In Focus: Using Technology to Find Blind Spots in the Care of the Elderly

Excuse the ableist headline......

https://goo.gl/Uo5AEb

Starting next year, a team led by Jeffrey Kaye, M.D., a professor of neurology and biomedical engineering at Oregon Health and Science University, will begin tracking the activities of 360 older adults using a network of sensors they’ve agreed to place in their homes. With research partners in other parts of the country, his team will be monitoring the vital signs, medication use, mobility, activities, sleep patterns, and phone and computer use of a cross-section of Americans, including African Americans in Chicago, Latinos in Miami, public housing residents in Portland, Ore., and veterans in rural communities. One of his goals in tracking older adults who are still relatively healthy is to identify the early signs of physical and cognitive decline—generating insights that may guide medical care and enable patients to retain their independence.

Kaye began developing the platform, known as Life Lab, more than 10 years ago and with a team of researchers, statisticians, and software developers has been analyzing data from over 700 volunteers.
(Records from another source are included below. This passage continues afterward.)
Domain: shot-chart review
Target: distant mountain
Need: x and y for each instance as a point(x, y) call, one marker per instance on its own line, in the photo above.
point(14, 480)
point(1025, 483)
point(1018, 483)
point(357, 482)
Early findings have been surprising. For one, patients' own reports—which doctors rely on to help determine diagnoses and treatment plans—aren’t entirely reliable.1  Asked to explain what they did in the last two hours, a quarter were wrong and another third were only partially right. "They knew we had the data on what they were doing, and they weren’t cognitively impaired," Kaye says." "They just couldn’t remember accurately what they’d done.'Another finding was that patterns in movement and behavior seemed to track cognitive impairment. For example, variable walking speed, less time spent away from home, and less time spent on computers “individually and together create a very strong signal that the person is in the early stages of cognitive decline," he says.